Una vez realizada una adecuada anamnesis y examen físico y con la total o
casi total seguridad de que se trata de un episodio de exacerbación del
asma, se procederá a clasificar su intensidad en ligera, moderada o severa
(según tabla 14.5). Una vez clasificada la severidad del episodio de
exacerbación que tenga el paciente, se le realizará el tratamiento, que
variará según la intensidad del cuadro clínico:

1. Episodios ligeros:

a) Comenzar con broncodilatadores:

− Estimulantes ß-2 agonistas de acción rápida, medicamentos


llamados ß-2 miméticos selectivos, por su actuación sobre estos receptores,
producen la relajación del músculo bronquial. El método de aplicación
ideal es el inhalado, siempre que exista un entrenamiento adecuado para su
administración. Los más usuales son el salbutamol y la terbutalina. En
nuestro país el más empleado es el salbutamol 0,5 % en dosis de 0,1 a 0,3
mg/kg/dosis, en forma de nebulizaciones con 3 o 4 mL de suero fisiológico,
previa oxigenación del paciente, si no podemos medir la saturación de
oxígeno.

Otra forma efectiva de administrarlo es usando el salbutamol (MDI)


con cámara espaciadora 0,3 puff/kg de peso, máximo 10 puff en los
adolescentes.
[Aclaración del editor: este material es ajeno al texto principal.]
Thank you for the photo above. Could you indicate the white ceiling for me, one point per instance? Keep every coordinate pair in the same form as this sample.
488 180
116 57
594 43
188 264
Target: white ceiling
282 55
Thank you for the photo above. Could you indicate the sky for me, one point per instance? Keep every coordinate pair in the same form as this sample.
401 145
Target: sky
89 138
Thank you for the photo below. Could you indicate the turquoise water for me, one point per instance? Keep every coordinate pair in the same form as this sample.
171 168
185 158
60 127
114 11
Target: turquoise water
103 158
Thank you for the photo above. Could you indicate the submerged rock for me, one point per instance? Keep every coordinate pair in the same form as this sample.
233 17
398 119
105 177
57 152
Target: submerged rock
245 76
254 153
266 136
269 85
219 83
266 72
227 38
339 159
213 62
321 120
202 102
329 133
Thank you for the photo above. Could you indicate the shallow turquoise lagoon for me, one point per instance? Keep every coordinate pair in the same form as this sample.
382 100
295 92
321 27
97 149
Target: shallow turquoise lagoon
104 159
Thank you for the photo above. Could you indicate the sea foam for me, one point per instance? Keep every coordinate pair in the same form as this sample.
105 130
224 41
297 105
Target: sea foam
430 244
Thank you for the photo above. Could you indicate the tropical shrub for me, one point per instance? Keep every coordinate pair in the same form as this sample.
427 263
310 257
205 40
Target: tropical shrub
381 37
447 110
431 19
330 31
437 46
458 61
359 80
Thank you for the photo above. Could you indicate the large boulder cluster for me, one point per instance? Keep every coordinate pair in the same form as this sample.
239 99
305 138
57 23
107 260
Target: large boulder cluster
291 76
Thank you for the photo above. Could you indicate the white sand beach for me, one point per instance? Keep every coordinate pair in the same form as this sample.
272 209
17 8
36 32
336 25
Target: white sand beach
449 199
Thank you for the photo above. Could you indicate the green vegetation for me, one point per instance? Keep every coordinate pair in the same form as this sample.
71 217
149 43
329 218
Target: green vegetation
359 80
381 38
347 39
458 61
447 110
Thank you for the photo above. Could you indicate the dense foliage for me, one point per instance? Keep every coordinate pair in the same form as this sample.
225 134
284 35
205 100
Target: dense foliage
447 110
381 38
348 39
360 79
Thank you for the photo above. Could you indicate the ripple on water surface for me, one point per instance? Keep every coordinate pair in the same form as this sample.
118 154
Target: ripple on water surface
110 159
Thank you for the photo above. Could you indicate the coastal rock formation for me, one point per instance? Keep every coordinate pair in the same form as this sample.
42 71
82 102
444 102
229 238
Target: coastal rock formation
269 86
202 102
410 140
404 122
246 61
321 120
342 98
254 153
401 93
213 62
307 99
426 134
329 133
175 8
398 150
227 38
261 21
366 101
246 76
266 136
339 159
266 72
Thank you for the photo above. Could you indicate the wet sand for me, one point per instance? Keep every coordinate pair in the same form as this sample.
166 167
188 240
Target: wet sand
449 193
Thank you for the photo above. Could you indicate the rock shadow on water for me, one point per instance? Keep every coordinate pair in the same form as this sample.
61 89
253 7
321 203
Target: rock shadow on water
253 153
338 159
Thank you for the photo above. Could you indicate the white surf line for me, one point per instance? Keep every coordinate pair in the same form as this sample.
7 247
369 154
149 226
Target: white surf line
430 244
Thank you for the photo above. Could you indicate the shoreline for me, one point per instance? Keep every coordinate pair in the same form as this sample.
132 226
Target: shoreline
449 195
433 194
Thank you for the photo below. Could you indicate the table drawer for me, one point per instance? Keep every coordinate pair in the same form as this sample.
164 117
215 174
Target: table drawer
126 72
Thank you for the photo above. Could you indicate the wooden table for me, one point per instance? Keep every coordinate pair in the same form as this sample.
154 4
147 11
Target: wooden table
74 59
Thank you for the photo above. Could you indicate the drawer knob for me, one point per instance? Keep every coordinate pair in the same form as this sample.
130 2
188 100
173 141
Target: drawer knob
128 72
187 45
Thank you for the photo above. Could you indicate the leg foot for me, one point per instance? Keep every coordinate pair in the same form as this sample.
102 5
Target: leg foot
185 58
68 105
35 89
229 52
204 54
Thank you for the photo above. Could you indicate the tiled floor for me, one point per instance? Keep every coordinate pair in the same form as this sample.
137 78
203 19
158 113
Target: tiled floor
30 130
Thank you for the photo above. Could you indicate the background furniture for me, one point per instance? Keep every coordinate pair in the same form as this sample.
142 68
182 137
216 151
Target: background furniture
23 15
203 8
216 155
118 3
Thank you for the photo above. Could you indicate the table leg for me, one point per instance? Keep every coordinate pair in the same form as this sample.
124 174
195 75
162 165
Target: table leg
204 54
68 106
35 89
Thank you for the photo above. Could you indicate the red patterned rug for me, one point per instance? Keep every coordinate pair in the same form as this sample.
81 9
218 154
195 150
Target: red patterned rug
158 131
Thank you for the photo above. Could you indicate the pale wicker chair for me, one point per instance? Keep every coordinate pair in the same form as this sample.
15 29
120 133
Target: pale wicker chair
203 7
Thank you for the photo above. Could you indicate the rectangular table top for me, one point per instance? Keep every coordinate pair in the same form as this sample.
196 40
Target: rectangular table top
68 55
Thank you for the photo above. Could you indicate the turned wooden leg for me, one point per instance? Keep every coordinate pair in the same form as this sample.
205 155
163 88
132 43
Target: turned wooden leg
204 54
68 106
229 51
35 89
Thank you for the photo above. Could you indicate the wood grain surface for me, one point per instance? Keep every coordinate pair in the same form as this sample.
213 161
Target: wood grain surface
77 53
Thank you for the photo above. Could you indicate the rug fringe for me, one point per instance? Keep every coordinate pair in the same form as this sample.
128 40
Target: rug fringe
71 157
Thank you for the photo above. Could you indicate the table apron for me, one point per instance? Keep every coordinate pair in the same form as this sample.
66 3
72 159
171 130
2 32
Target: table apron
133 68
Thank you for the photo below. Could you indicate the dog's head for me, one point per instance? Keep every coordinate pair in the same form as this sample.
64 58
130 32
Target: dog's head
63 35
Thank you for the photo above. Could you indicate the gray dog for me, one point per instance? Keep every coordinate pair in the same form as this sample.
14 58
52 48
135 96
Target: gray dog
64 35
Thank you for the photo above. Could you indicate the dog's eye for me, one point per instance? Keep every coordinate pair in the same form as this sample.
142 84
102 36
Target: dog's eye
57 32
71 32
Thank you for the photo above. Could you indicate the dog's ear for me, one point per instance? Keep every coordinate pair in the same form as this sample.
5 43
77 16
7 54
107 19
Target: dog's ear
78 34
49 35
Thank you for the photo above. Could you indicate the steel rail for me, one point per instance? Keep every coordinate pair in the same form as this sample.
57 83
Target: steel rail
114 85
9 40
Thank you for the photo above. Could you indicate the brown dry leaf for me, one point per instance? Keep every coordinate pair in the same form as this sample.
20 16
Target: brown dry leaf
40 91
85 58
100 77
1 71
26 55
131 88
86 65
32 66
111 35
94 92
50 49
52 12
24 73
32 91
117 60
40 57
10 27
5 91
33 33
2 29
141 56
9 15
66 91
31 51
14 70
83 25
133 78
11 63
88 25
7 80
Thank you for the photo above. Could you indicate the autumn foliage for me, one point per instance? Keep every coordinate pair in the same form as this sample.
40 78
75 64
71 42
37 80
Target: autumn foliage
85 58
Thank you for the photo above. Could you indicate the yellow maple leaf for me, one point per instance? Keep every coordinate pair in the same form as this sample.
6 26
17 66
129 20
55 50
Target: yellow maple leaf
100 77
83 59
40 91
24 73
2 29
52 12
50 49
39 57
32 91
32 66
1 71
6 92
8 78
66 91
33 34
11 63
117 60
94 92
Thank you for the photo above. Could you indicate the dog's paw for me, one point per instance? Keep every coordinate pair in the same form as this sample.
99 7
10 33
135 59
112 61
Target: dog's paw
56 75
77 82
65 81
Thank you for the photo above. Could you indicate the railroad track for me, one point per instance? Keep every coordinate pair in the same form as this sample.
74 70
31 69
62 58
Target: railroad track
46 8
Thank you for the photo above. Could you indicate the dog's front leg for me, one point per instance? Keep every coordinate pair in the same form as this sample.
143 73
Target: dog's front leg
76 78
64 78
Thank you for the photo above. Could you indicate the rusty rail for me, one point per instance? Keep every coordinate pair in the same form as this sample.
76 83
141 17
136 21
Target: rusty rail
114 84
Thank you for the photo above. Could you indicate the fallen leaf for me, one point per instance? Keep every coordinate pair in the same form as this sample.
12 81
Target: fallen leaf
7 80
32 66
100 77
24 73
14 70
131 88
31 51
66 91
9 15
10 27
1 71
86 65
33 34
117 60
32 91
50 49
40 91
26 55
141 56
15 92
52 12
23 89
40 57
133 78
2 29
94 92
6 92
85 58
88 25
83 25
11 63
Como promedio 2 puff cada 6 h.

Los anticolinérgicos (bromuro de ipratropio) pudieran ser usados en


los pacientes que no mejoran con los ß-2 agonistas o en las crisis de 200 a
500 µg/dosis junto con los ß-2 adrenérgicos.

− Utilizar teofilina: se puede indicar por v.o. cada 6-8 h de comienzo


a 5 mg/kg/dosis. Se reducirá la dosis a la mitad si se ha utilizado teofilina
en las últimas 8 h o teofilina de liberación lenta en las últimas 24 h.

b) Hidratar al paciente por la vía oral.

c) Sacar al paciente del medio donde pueda haber agentes


precipitantes de las exacerbaciones.

d) Nunca aplicar antibacterianos, excepto frente a una crisis


desencadenada por infecciones bacterianas.